Güçlü ve zengin ülkeler, bir ‘egemenlik hakkı’ olarak iç ve dış nüfus hareketlerini büyük ölçüde denetimleri altında tutar ve başka toplumlardan -kendilerinin onayını almayan- nüfus girişine asla izin vermezler. Gelişmiş ülkelerin yönetim sistemleri, sadece sınırlı sayıda vasıflı nüfus hareketine izin verirken, kamuoyları da oldukça tavırlı görünmektedir.
Amerikan kıtasının acıklı işgali
Jared Diamond’ın ünlü “Tüfek, Mikrop ve Çelik” adlı kitabında, “Cajamarca Çatışması” diye bir tarih anlatısı yer almaktadır. Burada, 1492’de Kristof Kolomb’un işgali başladıktan sonra adına Amerika denilen kıtanın yerlileri ile Avrupa kökenlilerin en dokunaklı karşılaşmalarının, 15 Kasım 1532’de Peru’nun “Cajamarca” kasabasında olduğu anlatılmaktadır. Ataları, Milat’tan 11.000 yıl önce, Asya’dan, Sibirya, Bering Boğazı ve Alaska üzerinden ‘Yeni Dünyaya’ gelen yerli halkın o yıllardaki en büyük topluluğu İnka İmparatorluğu idi. Yeni Dünya’yı işgali sürdüren Avrupalıların askeri gücünün komutanı İspanyol Francis Pizarro, komuta ettiği 168 silahlı maceraperest askerlerle, İnkaların liderleri Atahualpa’yı güzel ve barışçıl sözlerle ‘aldatarak’ önce tutsak etmiş, sonra da onun 80.000 kişilik ordusuna liderlerine karşılık büyük bir ‘şantaj’ yapmıştır. Pizarro, yerli halkın, Atahualpa’ya karşılık tarihin en büyük fidyesi olarak 5 metre eninde- 7 metre boyunda- 2,5 metre yüksekliğindeki bir oda dolusu altın ve değerli taşları vermesine rağmen hem liderlerini hem de halkın çok büyük bir kısmını vahşice öldürtmüştür (Diamond, 2001, 71-89).

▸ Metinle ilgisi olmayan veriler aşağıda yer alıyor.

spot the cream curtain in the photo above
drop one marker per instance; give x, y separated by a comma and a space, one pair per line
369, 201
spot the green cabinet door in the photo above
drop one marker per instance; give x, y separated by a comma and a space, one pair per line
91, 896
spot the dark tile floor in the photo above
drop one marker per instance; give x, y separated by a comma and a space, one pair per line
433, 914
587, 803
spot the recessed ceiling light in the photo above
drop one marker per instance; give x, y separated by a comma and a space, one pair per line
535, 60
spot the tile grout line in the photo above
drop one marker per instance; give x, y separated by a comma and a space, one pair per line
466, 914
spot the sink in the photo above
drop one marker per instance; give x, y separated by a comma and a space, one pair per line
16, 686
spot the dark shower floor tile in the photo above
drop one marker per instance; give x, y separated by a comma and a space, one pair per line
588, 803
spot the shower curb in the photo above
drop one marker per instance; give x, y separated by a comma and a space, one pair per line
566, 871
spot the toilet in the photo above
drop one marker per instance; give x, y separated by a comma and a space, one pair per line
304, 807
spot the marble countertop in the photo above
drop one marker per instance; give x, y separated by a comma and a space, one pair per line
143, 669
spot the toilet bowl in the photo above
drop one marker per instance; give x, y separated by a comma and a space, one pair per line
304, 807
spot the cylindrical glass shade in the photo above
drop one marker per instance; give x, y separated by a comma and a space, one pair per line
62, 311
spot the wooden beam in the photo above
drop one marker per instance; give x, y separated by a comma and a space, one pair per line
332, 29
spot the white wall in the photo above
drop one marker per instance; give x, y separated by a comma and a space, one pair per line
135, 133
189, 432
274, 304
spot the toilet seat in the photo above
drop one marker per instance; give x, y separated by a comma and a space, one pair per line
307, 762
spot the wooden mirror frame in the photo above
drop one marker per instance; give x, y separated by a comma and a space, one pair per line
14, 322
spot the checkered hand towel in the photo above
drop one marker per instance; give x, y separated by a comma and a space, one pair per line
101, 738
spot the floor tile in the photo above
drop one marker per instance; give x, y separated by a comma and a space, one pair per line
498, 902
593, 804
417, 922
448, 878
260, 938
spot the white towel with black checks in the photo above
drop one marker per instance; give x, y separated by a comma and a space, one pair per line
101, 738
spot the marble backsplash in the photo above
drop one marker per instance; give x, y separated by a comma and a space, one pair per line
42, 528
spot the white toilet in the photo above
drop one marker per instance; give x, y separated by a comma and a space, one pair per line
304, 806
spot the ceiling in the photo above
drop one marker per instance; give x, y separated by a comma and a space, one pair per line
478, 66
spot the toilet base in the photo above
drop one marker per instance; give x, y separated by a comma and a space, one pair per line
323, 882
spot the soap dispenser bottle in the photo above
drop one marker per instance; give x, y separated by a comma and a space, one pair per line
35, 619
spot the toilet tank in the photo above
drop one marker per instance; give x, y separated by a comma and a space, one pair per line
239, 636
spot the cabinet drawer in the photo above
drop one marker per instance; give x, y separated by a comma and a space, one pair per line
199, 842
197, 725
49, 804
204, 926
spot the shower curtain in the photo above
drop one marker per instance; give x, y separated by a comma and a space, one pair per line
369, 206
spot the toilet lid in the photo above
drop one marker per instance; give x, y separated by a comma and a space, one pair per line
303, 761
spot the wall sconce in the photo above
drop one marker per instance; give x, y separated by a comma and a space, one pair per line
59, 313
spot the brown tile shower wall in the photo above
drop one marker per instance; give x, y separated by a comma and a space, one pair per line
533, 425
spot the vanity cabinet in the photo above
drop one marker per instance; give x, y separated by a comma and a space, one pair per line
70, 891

Bilmeyenler ve saflar sürekli aldatılır!
Pizarro’nun, Atahualpa’yı tutsak alması, yerli halkın bilgisizliğinden ve saflığından yararlanarak onları büyük katliamlara maruz bırakma olgusu, sömürgecilik tarihinde önemli bir kırılma noktasıdır. Ayrıca, bu olay, hemen her çağda yaşanan bir ‘aldatma’ ve ‘aldanma’ öyküsüdür. Diamond, bu ‘aldatma’ ve ‘aldanma’ öyküsünün asıl nedeninin; İspanyolların yazıyı bilmeleri, ekonomik ve siyasal örgütlenmelerinin güçlü olması karşısında, İnkaların bilgisizlikleri ve ‘tek adam’ olan yöneticilerine Tanrı gibi bağlanmalarından kaynaklandığını ve bu sebepten dolayı da Atahualpa’nın öldürülmesinden sonra çözüldüklerini savunmaktadır.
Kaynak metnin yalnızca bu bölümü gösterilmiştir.